And, assuming your returned data is a small portion of your total document,
that should fix you up.

But a higher-level statement of the problem you're trying to resolve would
sure be helpful in terms of making reasonable suggestions. You haven't
characterized the problem you're trying to solve at all. As in *why* you
need
to return all the documents, the characteristics of the docs you're trying
to fetch. How big your data set is (as in # of docs). etc. etc. Unless and
until you
provide some of those details, all the advice in the world is just a shot
in the dark.

Shy do you think that " To perform 1000 term query searches each
with around 2000 hits" taking "well over a minute" is unacceptable?
After all, that's 2,000,000 documents you're analyzing. A minute
seems reasonable. What problem are you *really* trying to solve? or
is this just a load test?

Best
Erick


On Mon, Apr 14, 2008 at 10:17 AM, Chris McGee <[hidden email]> wrote:

> Hi Erick,
>
> Thanks for the information. I tried using a HitCollector and a
> FieldSelector. I'm getting some dramatic improvements gathering large
> result sets using the FieldSelector. As it turned out I was able to assume
> in many cases that I could break out after a specific field in each
> document.
>
> Assuming that I need to gather all result documents each time, what are
> the advantages of using a HitCollector over Hits?
>
> Is there some way that I can load the index portion of the lucene data
> storage into RAM without loading everything into a RAMDirectory?
>
> Thanks,
> Chris McGee
>
>
>
>
> "Erick Erickson" <[hidden email]>
> 10/04/2008 04:18 PM
> Please respond to
> [hidden email]
>
>
> To
> [hidden email]
> cc
>
> Subject
> Re: How to improve performance of large numbers of successive searches?
>
>
>
>
>
>
> From this <<< iterate over all of the hits>>> I infer that you're
> using a Hits object. This is a no-no when getting more than 100
> or so objects. In a nutshell, the query gets re-executed every 100
> fetches. So your 2,000 hits are executing the query 20 times.
>
> The Hits object is optimized for returning the top few scoring
> documents rather than get the entire result set.
>
> See HitCollector/TopDocs/TopDocCollector etc. for better ways
> of doing this.
>
> Also, if you're calling IndexReader.document(i) for each document
> you'll inevitably take a lot of time as you're loading all of each
> document.
> Think about lazy field loading (see FieldSelector).
>
> Best
> Erick
>
> P.S. If this is totally off base, perhaps you could post some of the
> code you think is slow....
>
> On Thu, Apr 10, 2008 at 2:34 PM, Chris McGee <[hidden email]> wrote:
>
> > Hello,
> >
> > I am building fairly large directories (200-500 MB of disk space) using
> > lucene-java.

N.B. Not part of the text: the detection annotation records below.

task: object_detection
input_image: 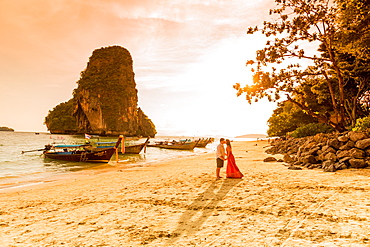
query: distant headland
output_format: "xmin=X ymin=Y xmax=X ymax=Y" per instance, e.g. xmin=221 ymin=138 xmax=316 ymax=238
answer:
xmin=0 ymin=126 xmax=14 ymax=131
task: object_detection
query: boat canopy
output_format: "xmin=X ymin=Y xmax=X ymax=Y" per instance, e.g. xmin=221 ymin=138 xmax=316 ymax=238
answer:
xmin=54 ymin=144 xmax=89 ymax=148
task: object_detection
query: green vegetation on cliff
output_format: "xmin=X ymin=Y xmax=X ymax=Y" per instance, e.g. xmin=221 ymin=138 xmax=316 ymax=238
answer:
xmin=45 ymin=46 xmax=156 ymax=137
xmin=45 ymin=99 xmax=77 ymax=134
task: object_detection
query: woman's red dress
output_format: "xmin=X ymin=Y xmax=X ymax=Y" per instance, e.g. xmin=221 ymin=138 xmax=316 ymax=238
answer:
xmin=226 ymin=150 xmax=244 ymax=178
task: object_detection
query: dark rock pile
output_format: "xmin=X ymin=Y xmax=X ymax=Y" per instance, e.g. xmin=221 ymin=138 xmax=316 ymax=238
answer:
xmin=266 ymin=129 xmax=370 ymax=172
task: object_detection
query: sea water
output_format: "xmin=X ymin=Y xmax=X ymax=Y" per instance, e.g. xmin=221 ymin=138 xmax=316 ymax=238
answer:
xmin=0 ymin=131 xmax=217 ymax=190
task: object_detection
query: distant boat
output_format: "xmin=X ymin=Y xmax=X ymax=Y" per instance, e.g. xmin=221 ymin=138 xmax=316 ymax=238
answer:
xmin=195 ymin=138 xmax=214 ymax=148
xmin=148 ymin=140 xmax=199 ymax=150
xmin=44 ymin=136 xmax=123 ymax=163
xmin=95 ymin=137 xmax=150 ymax=154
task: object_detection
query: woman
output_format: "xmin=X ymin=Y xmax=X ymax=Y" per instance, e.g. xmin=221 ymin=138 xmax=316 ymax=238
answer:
xmin=226 ymin=139 xmax=244 ymax=178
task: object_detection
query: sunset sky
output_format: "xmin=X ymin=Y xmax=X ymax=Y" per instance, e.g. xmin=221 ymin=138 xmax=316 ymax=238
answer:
xmin=0 ymin=0 xmax=275 ymax=136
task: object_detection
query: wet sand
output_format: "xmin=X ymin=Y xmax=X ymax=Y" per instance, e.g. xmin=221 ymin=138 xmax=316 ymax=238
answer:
xmin=0 ymin=141 xmax=370 ymax=247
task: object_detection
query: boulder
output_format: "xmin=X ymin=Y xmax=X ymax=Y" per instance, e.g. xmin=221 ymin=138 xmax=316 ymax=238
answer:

Sometimes it can take upwards of 10-15 mins to create the
> > documents and write them to disk using my current configuration. I have
> > upgraded to the latest 2.3.1 version and followed many of the
> > recommendations offered on the wiki:
> >
> > http://wiki.apache.org/lucene-java/ImproveIndexingSpeed
> >
> > These tips have significantly improved the time to build the directory
> and
> > search it. However, I have noticed that when I perform term queries
> using
> > a searcher many times in rapid succession and iterate over all of the
> hits
> > it can take a significant time. To perform 1000 term query searches each
> > with around 2000 hits it takes well over a minute. The time seems to
> vary
> > linearly based on the number of searches (ie. 10 times more searches
> take
> > 10 times longer). I tried combining the searches into a BooleanQuery but
> > it only shaves off a small percentage (5-10%) of the total time.
> >
> > I was wondering if there is a faster way to retrieve all of the results
> > for my large collections of terms without using more memory and without
> > taking more time to build the directory? I already looked at bypassing
> the
> > searcher and using the IndexReader.termDocs() method directly to
> retrieve
> > the documents but there did not seem to be much performance improvement.
> > In the majority of my cases I am simplying looking for a large number of
> > values to the same field. Also, I'm not interested in scoring results
> > based on frequency or weights I need to retrieve all of the results
> > anyway.
> >
> > Any help with this would be great.
> >
> > Thanks,
> > Chris McGee
>
>
Reply | Threaded
Open this post in threaded view
|

Re: How to improve performance of large numbers of successive searches?

Chris McGee
Hi Erick,

Here is a quick overview of what I hope to accomplish with lucene. I am
using a lucene database to store condensed information about a collection
of data that I have. The data has to be constantly updated for correctness
so that when one part changes certain other parts can be changed. Also,
various queries will be performed on this data but in all cases the total
result set must be retrieved and not just a select few hits. The results
are used to manage the overall correctness of my data store and not to
present to the user in some filtered way (by rank and only the top 100
hits for example). Also, there could be cases where there will be a large
set of terms to search for. To load all of this data into RAM is not
feasible in most cases because there is too much data even if it was
compressed.

So, I hope to be able to minimize the time to update the lucene database
from my data store. I have already upgraded to Lucene 2.3.1 and performed
a number of the suggestions on the lucene wiki with some success. As well,
I want to help speed up the time it takes to query for a large number of
terms (in most cases the terms have the same field name but different
values).

In all cases I want to retrieve all matching documents at once. Because
all matching documents must be retrieved I have no need for scoring,
weights, boosts or any ranking of the results. Is there a way to strip
away any of these pieces for better querying and directory building
performance?

Thanks for your help,
Chris




"Erick Erickson" <[hidden email]>
14/04/2008 10:36 AM
Please respond to
[hidden email]


To
[hidden email]
cc

Subject
Re: How to improve performance of large numbers of successive searches?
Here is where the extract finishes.